Quando a Control, a Agência Federal de Controle, abriu suas portas para os jogadores em 2019, poucos imaginavam a profundidade do iceberg cultural que sustentava sua realidade distorcida. Mais do que um simples jogo de ação com elementos sobrenaturais, Control se revelou uma tapeçaria meticulosamente tecida a partir de fios retirados de séries de TV cult, obras literárias de suspense cósmico e animações japonesas que desafiam a compreensão. A recente revelação do estúdio Remedy sobre suas influências não apenas ilumina o processo criativo por trás do jogo e sua expansão, mas também convida os fãs a uma jornada pelas mesmas fontes que inspiraram um dos universos mais originais dos videogames modernos.
Uma Agência de Inspirações Múltiplas
O escritório mais estranho do governo dos Estados Unidos não nasceu do vácuo. Segundo os desenvolvedores da Remedy, a construção da Agência Federal de Controle e de seu protagonista, Jesse Faden, foi um exercício de curadoria cultural. O objetivo era criar uma sensação de familiaridade estranha, onde o burocrático e o bizarro coexistissem sem atrito. Para isso, a equipe mergulhou em um vasto repositório de narrativas que exploram o desconhecido, a paranoia institucional e os limites da realidade.

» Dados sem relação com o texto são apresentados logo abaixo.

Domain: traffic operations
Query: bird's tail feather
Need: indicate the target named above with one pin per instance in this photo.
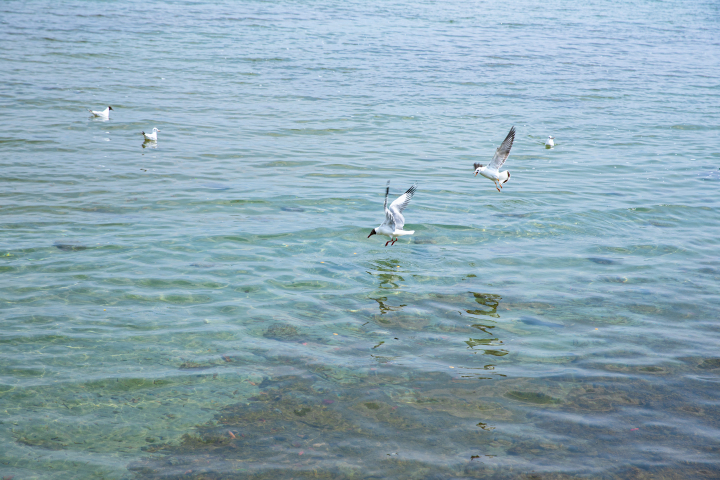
(504, 176)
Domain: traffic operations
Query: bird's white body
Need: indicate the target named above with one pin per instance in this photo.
(394, 221)
(101, 113)
(492, 171)
(151, 136)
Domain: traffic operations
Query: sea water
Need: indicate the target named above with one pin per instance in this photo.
(209, 305)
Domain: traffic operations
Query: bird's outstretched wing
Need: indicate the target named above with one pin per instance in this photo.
(399, 205)
(503, 151)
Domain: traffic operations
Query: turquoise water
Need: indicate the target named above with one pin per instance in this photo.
(210, 306)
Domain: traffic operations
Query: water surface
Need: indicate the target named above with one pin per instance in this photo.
(209, 306)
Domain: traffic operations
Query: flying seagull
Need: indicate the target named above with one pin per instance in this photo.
(492, 171)
(394, 221)
(101, 113)
(151, 136)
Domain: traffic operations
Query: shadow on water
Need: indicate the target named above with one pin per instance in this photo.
(383, 423)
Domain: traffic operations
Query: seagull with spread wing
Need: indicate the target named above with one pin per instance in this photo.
(394, 220)
(492, 171)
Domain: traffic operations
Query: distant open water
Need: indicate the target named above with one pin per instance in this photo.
(210, 306)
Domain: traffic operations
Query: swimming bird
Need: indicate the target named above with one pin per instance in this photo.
(151, 136)
(394, 220)
(101, 113)
(492, 171)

Os Arquivos Secretos da Televisão
É impossível falar de Control sem mencionar a sombra longa de The X-Files. A série dos anos 90, com seus agentes Fox Mulder e Dana Scully investigando fenômenos inexplicáveis sob o manto de uma agência governamental, forneceu o modelo arquétipo. A sensação de que há verdades mais estranhas do que a ficção, arquivadas em pastas empoeiradas e protegidas por uma hierarquia opaca, é o DNA compartilhado. A Remedy capturou perfeitamente a estética da burocracia do mistério: os corredores intermináveis, os documentos classificados, a linguagem técnica aplicada ao totalmente sobrenatural. Enquanto Mulder e Scully buscavam a “Verdade”, Jesse Faden busca respostas sobre seu passado dentro de uma instituição que é, ela mesma, um fenômeno a ser decifrado.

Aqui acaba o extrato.